Not to age myself or our topic today, let's just say I haven't been a teenager for a while. To give credit where it is due, this brother has carried the torch along the way. To talk about the man, I must talk about his group efforts, as well. Ranging from his rap duo, Capone N Noreaga plus his recent success with instant hit, Drink Champs. Which definitely deserves a shout to rap partner Capone and co-host DJ EFN.
I think back to the debut album, titled N.O.R.E. The moment I hear the chuckle, then he says "The album." I don't know what it meant to everyone else, I almost feel like I know what it meant to him though. The feeling of weight being lifted off your shoulders. Being released from such a mental, physical and spiritual strain. Finally, blessed with the position to use your talent on a major scale.
As I listen to the album this day, it still gives me that battery in my back for inspiration. For someone that was in Queens, you could not go anywhere without hearing "What What, What What, What What, Wh-What" from someone's speakers. You could tell this was the guy from CNN, however his individuality stood out. Though NORE was so Queens, he was a global success. First album went gold, lead him to a rap career of longevity.
Who knew, the kid speaking Q-U language would appeal to so many. That's what I love about rap, it brings people together. At the time, radio friendly had a whole other sound. Most of N.O.R.E. was grimey, with favorites like Hed along with Body In The Trunk. Still, the entire piece is timeless, I even laugh at Animal Thug now. Speaking of thug, he gave the word more appeal. Back then, I didn't call myself one, was content being considered thugged out.
Currently, I'm cool with most heads I came up with, even ones I met along the way. They love Melvin Flynt, Golden Era rappers, love Melvin Flynt. Reluctantly, Noreaga doesn't share those same feelings with his peers. I am sure he enjoyed parts of it, I understand his point of view. It was a period of hardship resurfacing, not the same poverty struggle. This time a more emotional hit, dealing with the passing of his father. The terrible part is, bill collectors and label executives have no concern for grievance. Overall, Slime felt he rushed the album, didn't get what he wanted out of it.
That was a period with no social media or digital magazines. So, if you wanted to know an artist's opinion, you had to wait. Honestly, NORE may not have been willing to explain that sort of thing to random public people. God's favorite thug still had deeply groomed ways of the streets. Spurts of his colorful personality were revealed occasionally. However, totally adjusting to the camera would take time.
In expression of his personality, Noreaga dropped a Reggaeton album. At a time of celebration, recent deal with the Roc, plus Latin culture was taking off in Hip Hop. Such a move deserved more public praise, instead was criticized.

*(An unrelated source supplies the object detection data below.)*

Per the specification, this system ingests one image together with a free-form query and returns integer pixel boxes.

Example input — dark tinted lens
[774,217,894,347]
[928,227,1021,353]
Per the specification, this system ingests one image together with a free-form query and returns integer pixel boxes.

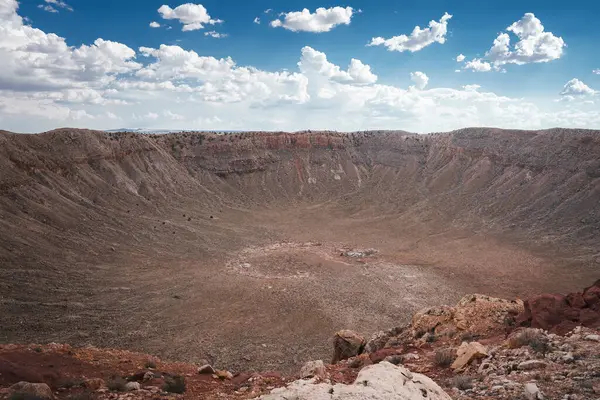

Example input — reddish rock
[566,293,586,308]
[369,348,402,364]
[517,280,600,334]
[331,330,367,364]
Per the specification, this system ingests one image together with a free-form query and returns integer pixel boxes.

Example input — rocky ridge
[0,280,600,400]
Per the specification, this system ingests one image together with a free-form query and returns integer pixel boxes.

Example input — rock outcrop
[261,361,451,400]
[9,382,54,400]
[331,330,366,364]
[517,279,600,334]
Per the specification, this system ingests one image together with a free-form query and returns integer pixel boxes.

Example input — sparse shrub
[581,380,594,390]
[8,392,46,400]
[435,349,455,367]
[106,376,127,392]
[60,378,83,389]
[529,337,551,355]
[414,329,426,339]
[163,375,185,394]
[452,375,473,390]
[69,390,96,400]
[425,333,437,343]
[508,329,550,354]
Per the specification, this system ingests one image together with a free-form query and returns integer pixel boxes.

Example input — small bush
[106,376,127,392]
[508,329,546,349]
[60,378,83,389]
[69,391,96,400]
[425,333,437,343]
[435,349,455,367]
[452,375,473,390]
[414,329,427,339]
[529,338,551,355]
[163,375,185,394]
[8,392,46,400]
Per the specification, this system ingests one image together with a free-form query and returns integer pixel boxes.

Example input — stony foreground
[0,281,600,400]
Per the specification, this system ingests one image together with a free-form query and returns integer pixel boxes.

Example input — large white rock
[260,361,452,400]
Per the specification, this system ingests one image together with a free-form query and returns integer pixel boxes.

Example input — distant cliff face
[0,128,600,372]
[0,128,600,250]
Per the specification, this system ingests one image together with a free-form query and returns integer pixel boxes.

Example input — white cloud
[464,13,567,72]
[367,13,452,52]
[164,110,185,121]
[298,46,377,85]
[463,85,481,92]
[560,78,598,100]
[38,4,58,13]
[410,71,429,90]
[0,0,600,132]
[44,0,73,11]
[204,31,229,39]
[158,3,223,32]
[463,58,492,72]
[270,7,353,32]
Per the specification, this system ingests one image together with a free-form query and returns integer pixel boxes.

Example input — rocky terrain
[0,280,600,400]
[0,128,600,385]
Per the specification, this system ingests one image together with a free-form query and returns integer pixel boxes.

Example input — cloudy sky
[0,0,600,132]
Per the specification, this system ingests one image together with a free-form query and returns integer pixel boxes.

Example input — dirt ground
[0,131,600,372]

People missed something big while making it the topic of their jokes. What he did, was the same thing rappers do with their Jamaican roots. Plenty hit Reggae / Rap crossovers play presently. It's all good, Slime got the last laugh. Let that joint with Nina Skye come on around your girl. There's not a Latin country where chics don't go crazy to that song.
In all seriousness, stress continued to build over the years, his freedom on the line. One life threatening incident involving a shootout along with partner Capone, the other a triple-murder trial. No, he was not accused of the murder, thank God. Though, it was a friend as the suspect. The public has no idea what goes on in the lives of their celebrities, yet constantly take shots at them.

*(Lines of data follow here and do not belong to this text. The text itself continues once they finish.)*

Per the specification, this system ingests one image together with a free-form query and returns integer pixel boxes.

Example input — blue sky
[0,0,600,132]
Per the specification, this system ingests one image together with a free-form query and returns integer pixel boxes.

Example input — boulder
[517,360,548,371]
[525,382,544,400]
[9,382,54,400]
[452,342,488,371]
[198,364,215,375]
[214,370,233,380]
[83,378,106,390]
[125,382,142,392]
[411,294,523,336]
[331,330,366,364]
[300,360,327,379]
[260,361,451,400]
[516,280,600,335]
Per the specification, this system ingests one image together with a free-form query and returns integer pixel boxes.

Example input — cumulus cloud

Proven hustler, NORE made the best of his hours. During that period, he landed roles in several films. To name a few, Paper Soldiers, State Property 2 and Paid In Full. In my opinion, this is where the star personality begins to shine. His roles were didn't have the most time in each film, they still packed potency. His music is great, just three minutes and thirty seconds only gives the consumer, so much.
That's why I feel today's podcast frenzy is perfect for the Super Thug. Now we get all emotions covered in all his projects with the natural conversation flow. You can't help to see where the humor in his movie roles came from. The chemistry with main co-host DJ EFN is excellent. The liberty for the guest to get comfortable is what we've been waiting for. This same thing goes on in studios worldwide leading to great material. So, for these guys to capture all that on this type of platform is golden.

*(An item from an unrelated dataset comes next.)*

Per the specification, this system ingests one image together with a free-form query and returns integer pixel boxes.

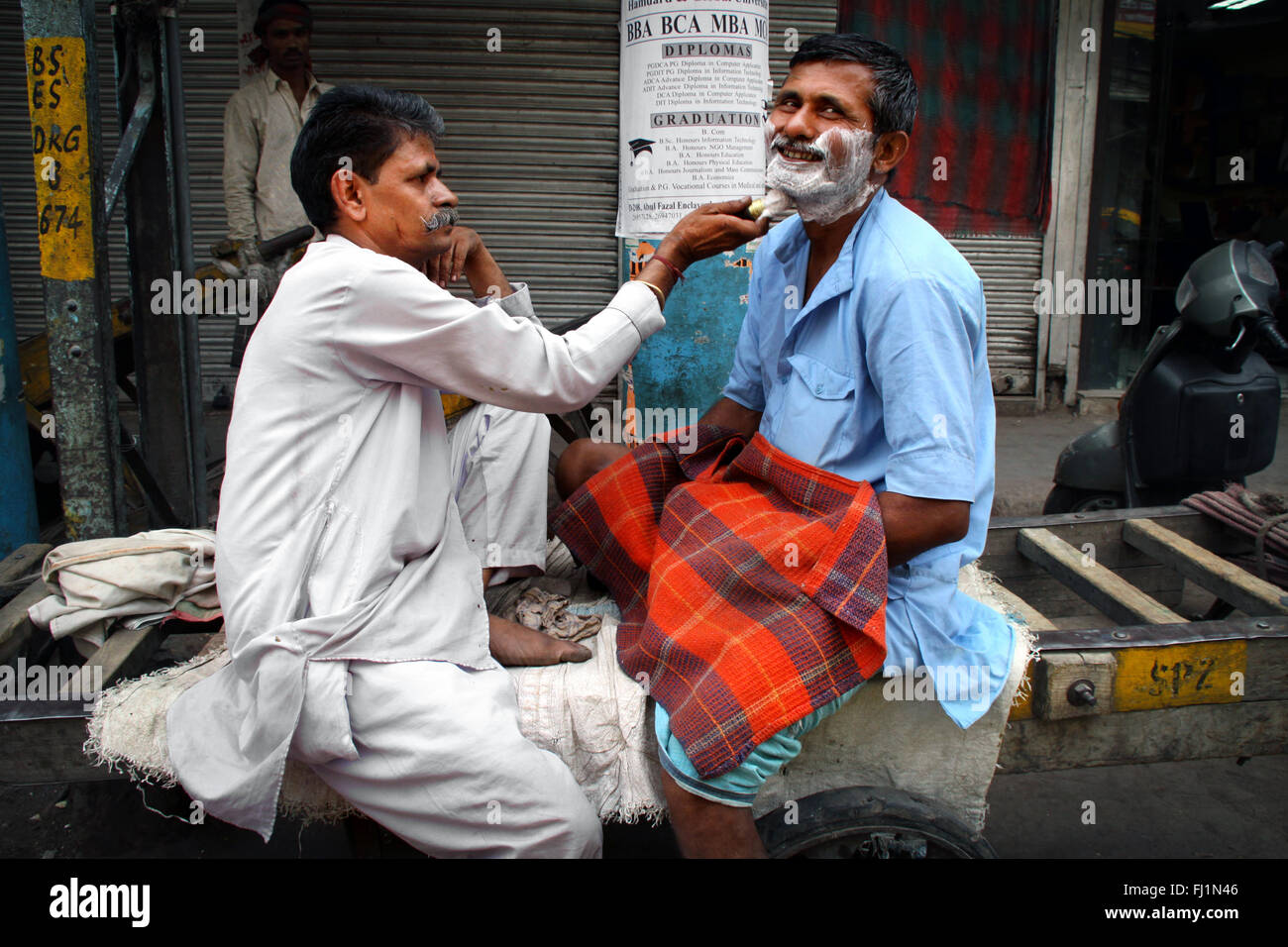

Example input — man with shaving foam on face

Will Drink Champs have the Ali, Jones Jr, Mayweather Jr effect? I really don't know, I just enjoy them making it look so easy. This show is in a class by itself, there are similarities, not necessarily competition. Capone often appears on episodes stating drunk facts. By now, Golden Era fans, along with the Google Babies get to witness all sides of NORE. So when new tunes go up on You Tube, heads flock to it.
To the OG that coined Lefrak as Iraq, who showed the world how to hustle. Five CNN bangin albums, six wave- setting solo albums. I gotta give my thanks for him being a big part of that motivation to use my talents. Coming from someone who raps, works with film and podcasts. I strongly agree with biggin up legends while they are living. Before closing, congratulations on the new food show, can't wait to see it big bro!